The Council's wisdom in leaving large margins—particularly in category 4, for external actions—will allow us some latitude to meet the increased needs in Afghanistan and its neighbours, particularly following the events of 11 September. I shall press for more resources, in the draft budget, for humanitarian aid in Asia, to respond to the new demands in the region.

I increasingly enjoy encountering the hon. Member for Arundel and South Downs in debate. He is refreshingly open and honest in his reproach and has today praised the outstanding efforts of, for example, Neil Kinnock, in trying to reform the Commission. Neil Kinnock is the first person to take on that task. The hon. Gentleman pointed out that there are costs involved in EU membership, but he did not so clearly explain the benefits.
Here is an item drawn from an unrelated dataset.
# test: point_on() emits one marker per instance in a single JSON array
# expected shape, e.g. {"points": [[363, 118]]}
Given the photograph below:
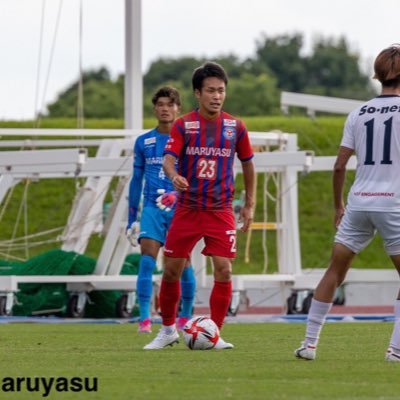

It is wrong to consider those aspects in isolation.

The European single market of 370 million people is the biggest in the world. Participation in it is estimated to have increased output across Europe by 1.5 per cent. That fact alone would pay for our next contribution, even before taking into account the many other benefits. For example, UK exports to the single market were worth £97 billion last year. Trade with the rest of the EU supports up to 3.5 million British jobs and the single market brings inward investment to the United Kingdom. Last year, it created 50,000 jobs in the UK. I urge hon. Members to bear in mind both sides of the equation.

Members on both sides of the Committee talked about the pressures of enlargement on the EU budget, especially on the common agricultural policy. The United Kingdom is a strong supporter of enlargement. We realise that it will bring pressure to bear on various parts of the EU budget, but I do not think that enlargement will be unable to go ahead without CAP reform. The Commission enlargement strategy paper, which was published last week, confirmed that enlargement involving 10 new states is affordable with respect to the financial framework ceilings agreed at Berlin. That does not mean that we should not reform the CAP; of course we should, and, as I have explained, we are at the vanguard of attempts to do that. However, negotiations about the CAP should not preclude us from allowing the accession of new member states from eastern Europe. That would be wrong and we should keep the two matters separate to some degree.

I hope that we shall be able to use the opportunity of mid-term CAP reviews in 2002 for significant reforms, to redress the serious economic distortions that, as my hon. Friend the Member for Luton, North pointed out, occur as a result of the CAP. I hope also that we shall be able to stabilise expenditure at sustainable levels. The world trade talks will be another impetus for reform. We should grasp the nettle now and encourage our partners to do likewise.

It would be wrong to say that we have not yet managed significant reform of the CAP. While we may dispute how far the process went, what happened at Berlin was the most significant reform of the CAP since its creation, and the UK was at the heart of the process. Significant price cuts for cereals, beef and dairy were achieved and further reviews were promised. Although the reform does not go far enough or take effect as fast as we should like, it is right to recognise that we have made significant progress. The reforms are worth about £70 a year for consumers—a real result for people in this country and others.

The CAP reforms led to a shift from production subsidies towards income-related subsidies, an issue that is of interest to my hon. Friend the Member for Luton, North. That goes some way towards enhancing sustainable development of the environment and of the rural economy. It is an important part of our approach to the negotiations in Brussels, and we shall continue to press for it.